For i = MIN_NODE To MAX_NODE
Debug.Print "Node: " & i & " is at relative depth of " & .Depth(i)
Next
End With
End Sub
Last edited by Ellis Dee; Mar 24th, 2007 at 02:04 PM.
This one here, for example, generates a complete depth chart for any given node in only 8 lines of code. (Not counting comments, variable declarations, and the WITH...END WITH statement, all of which are technically optional.)
heh, to needlessly drive this point home, here's the same function in its most compact form:
vb Code:
Private Sub FindDepths(plngRoot As Long, plngNode As Long, ByVal plngLevel As Long)
Dim i As Long
nod(plngRoot).Depth(plngNode) = plngLevel
For i = 1 To UBound(nod(plngNode).Neighbors)

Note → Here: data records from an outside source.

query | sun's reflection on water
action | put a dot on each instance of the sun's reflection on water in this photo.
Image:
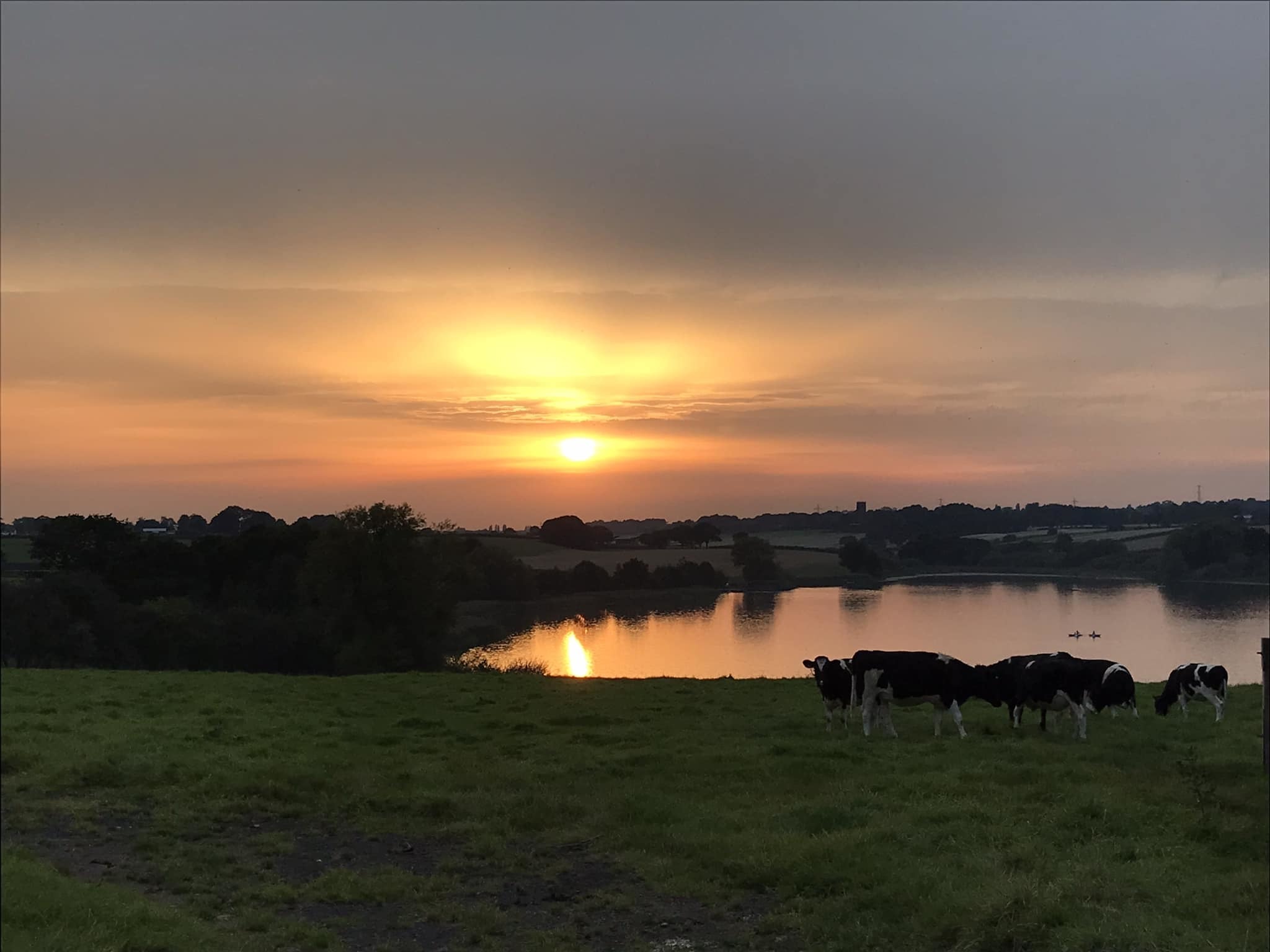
(577, 659)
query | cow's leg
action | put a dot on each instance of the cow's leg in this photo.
(957, 719)
(890, 724)
(1210, 696)
(1078, 719)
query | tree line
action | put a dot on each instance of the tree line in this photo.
(1214, 550)
(963, 519)
(373, 589)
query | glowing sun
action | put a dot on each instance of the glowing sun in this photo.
(577, 448)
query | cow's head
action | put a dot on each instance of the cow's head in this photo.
(827, 669)
(991, 682)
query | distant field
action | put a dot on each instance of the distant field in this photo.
(512, 811)
(521, 547)
(812, 539)
(1085, 535)
(16, 550)
(802, 565)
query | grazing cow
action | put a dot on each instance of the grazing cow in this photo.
(833, 679)
(1109, 684)
(1188, 681)
(1008, 673)
(1052, 684)
(886, 678)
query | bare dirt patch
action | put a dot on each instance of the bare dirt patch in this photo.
(566, 889)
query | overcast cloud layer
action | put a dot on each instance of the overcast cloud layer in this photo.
(993, 252)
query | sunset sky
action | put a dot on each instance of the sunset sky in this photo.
(300, 257)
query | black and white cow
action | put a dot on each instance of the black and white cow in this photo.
(1191, 681)
(1109, 685)
(906, 678)
(1008, 673)
(833, 679)
(1052, 684)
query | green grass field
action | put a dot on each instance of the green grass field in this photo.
(517, 811)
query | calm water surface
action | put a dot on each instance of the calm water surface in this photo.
(768, 635)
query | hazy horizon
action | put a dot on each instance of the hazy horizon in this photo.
(301, 257)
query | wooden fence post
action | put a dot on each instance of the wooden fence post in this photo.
(1265, 703)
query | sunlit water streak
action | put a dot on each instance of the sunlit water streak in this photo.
(577, 659)
(769, 635)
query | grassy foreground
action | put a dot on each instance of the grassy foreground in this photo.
(518, 811)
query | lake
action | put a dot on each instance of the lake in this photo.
(768, 635)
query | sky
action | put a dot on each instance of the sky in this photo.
(298, 257)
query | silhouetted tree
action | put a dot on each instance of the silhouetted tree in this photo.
(192, 526)
(572, 532)
(374, 594)
(755, 558)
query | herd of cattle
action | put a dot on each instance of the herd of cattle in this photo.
(1053, 682)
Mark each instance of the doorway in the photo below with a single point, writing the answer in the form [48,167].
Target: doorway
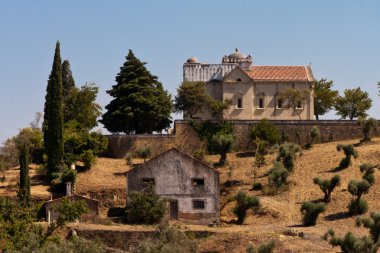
[173,209]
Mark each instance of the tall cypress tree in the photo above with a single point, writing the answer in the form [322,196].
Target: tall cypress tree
[140,103]
[24,188]
[53,116]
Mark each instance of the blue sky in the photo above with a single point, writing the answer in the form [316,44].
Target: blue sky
[340,38]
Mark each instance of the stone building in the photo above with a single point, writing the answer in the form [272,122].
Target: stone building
[253,90]
[190,186]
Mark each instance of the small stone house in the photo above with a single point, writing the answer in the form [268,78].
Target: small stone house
[190,186]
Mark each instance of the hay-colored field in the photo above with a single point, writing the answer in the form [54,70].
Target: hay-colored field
[279,212]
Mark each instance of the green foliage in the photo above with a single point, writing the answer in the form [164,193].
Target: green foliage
[24,186]
[243,203]
[145,207]
[266,247]
[288,154]
[368,171]
[352,244]
[144,152]
[310,212]
[327,186]
[167,239]
[80,105]
[222,144]
[357,188]
[260,153]
[140,103]
[372,223]
[53,116]
[266,131]
[278,176]
[349,151]
[355,103]
[324,97]
[368,125]
[292,99]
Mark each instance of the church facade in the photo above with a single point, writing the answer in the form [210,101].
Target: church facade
[254,91]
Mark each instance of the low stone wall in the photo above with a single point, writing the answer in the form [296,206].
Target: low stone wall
[186,139]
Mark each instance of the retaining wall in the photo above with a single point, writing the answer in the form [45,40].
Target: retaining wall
[186,139]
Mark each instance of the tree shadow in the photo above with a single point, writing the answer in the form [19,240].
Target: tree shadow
[337,216]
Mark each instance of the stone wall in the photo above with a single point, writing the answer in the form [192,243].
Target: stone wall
[186,139]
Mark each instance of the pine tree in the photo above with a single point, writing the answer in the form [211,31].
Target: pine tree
[24,187]
[53,116]
[140,103]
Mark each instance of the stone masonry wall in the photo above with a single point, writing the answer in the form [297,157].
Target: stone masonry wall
[186,139]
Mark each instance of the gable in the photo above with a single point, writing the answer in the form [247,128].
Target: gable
[237,75]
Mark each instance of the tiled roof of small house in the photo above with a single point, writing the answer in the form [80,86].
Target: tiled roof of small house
[281,73]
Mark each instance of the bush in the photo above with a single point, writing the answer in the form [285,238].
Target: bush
[243,203]
[310,212]
[145,207]
[327,186]
[349,151]
[266,247]
[278,176]
[287,155]
[266,131]
[167,239]
[144,152]
[358,206]
[368,125]
[257,186]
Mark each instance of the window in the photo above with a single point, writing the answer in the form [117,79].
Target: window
[239,103]
[198,204]
[148,182]
[197,182]
[279,103]
[261,103]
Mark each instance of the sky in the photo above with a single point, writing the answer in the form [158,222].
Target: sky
[340,39]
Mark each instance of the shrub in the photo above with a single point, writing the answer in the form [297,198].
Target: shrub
[368,125]
[145,207]
[266,131]
[349,151]
[327,186]
[358,188]
[257,186]
[278,176]
[368,171]
[310,212]
[243,203]
[129,159]
[372,223]
[144,152]
[358,206]
[221,144]
[167,239]
[266,247]
[352,244]
[287,155]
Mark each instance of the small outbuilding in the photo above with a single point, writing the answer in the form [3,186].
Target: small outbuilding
[190,186]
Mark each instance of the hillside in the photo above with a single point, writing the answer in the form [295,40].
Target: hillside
[106,182]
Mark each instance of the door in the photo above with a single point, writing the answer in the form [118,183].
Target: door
[173,209]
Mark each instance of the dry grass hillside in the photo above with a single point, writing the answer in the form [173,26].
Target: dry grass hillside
[280,213]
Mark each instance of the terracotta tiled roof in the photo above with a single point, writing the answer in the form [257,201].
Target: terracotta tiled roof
[281,73]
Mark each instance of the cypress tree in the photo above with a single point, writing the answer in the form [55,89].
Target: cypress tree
[53,116]
[24,188]
[140,103]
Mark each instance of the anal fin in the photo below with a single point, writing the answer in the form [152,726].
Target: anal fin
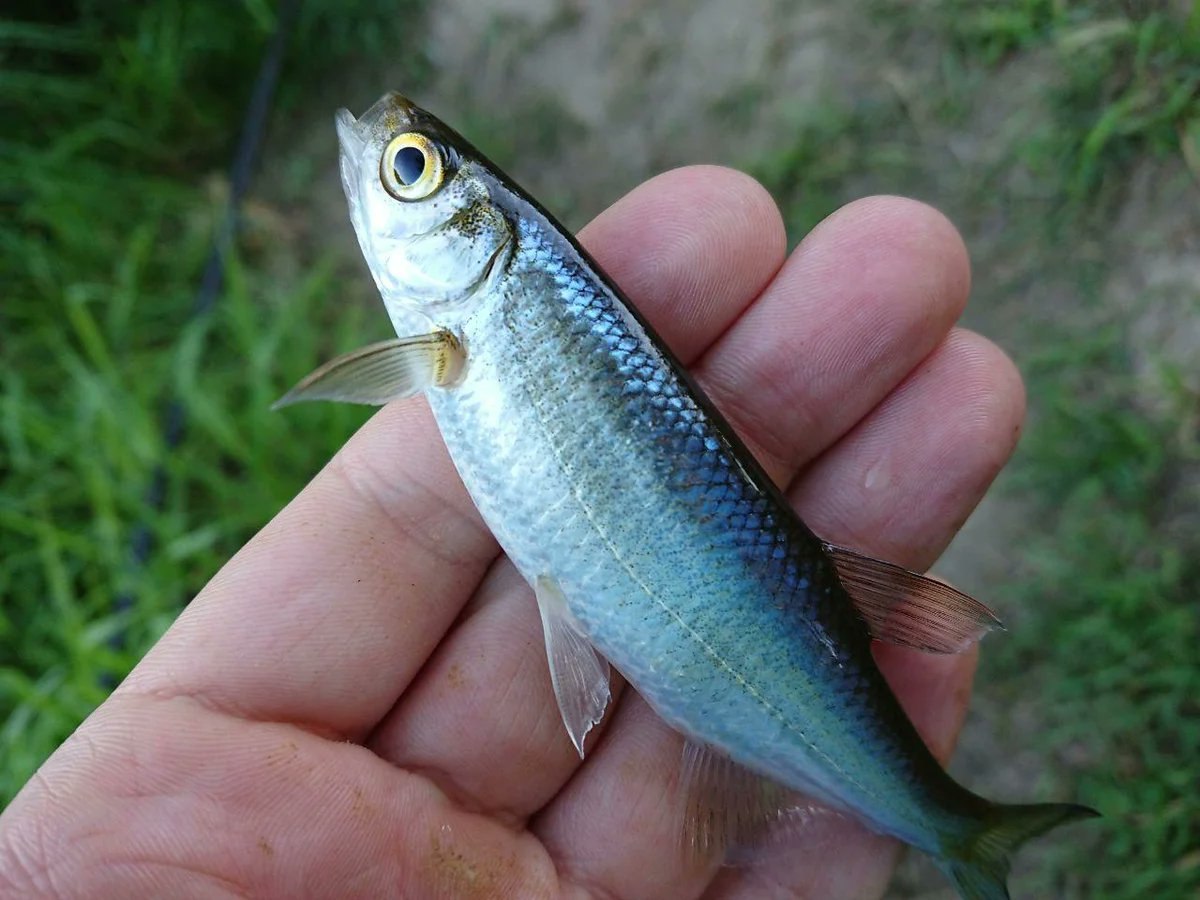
[912,610]
[736,816]
[579,673]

If nod(plngNode).Neighbors(i) <> plngRoot And (nod(plngRoot).Depth(nod(plngNode).Neighbors(i)) = 0 Or nod(plngRoot).Depth(nod(plngNode).Neighbors(i)) > plngLevel + 1) Then FindDepths plngRoot, nod(plngNode).Neighbors(i), plngLevel + 1
Next
End Sub
Impressive how much power you can pack into just a few lines of code, isn't it?
This is a pretty good example of why exactly it is better to create longer code with more variables even when they aren't strictly necessary. The first version I posted isn't going to win any awards for readability/maintainability, but this compact version would truly be a nightmare to have to debug.
I didn't mean to imply that it was particularly difficult. Just not as simple as the intuitive nature of our brains.
Agreed. The drawback is that our intuitive nature lends itself to error, whereas a computer -- given a correct set of instructions -- will get it right every time.
It just occured to me that I completely ignored the one-way relationship, but luckily the logic is sound enough to catch it properly. It shows one step from 11 to 13, and two steps from 13 to 11.
Ellis, Logophobic, you're right, it is one-way relation and doesn't need to consider all path possible, only the shortest one is considered.
Really thanks Ellis for showing me how it could be done, thanks for the comments also. It works in my case and it has provided a fundamental to expand my project.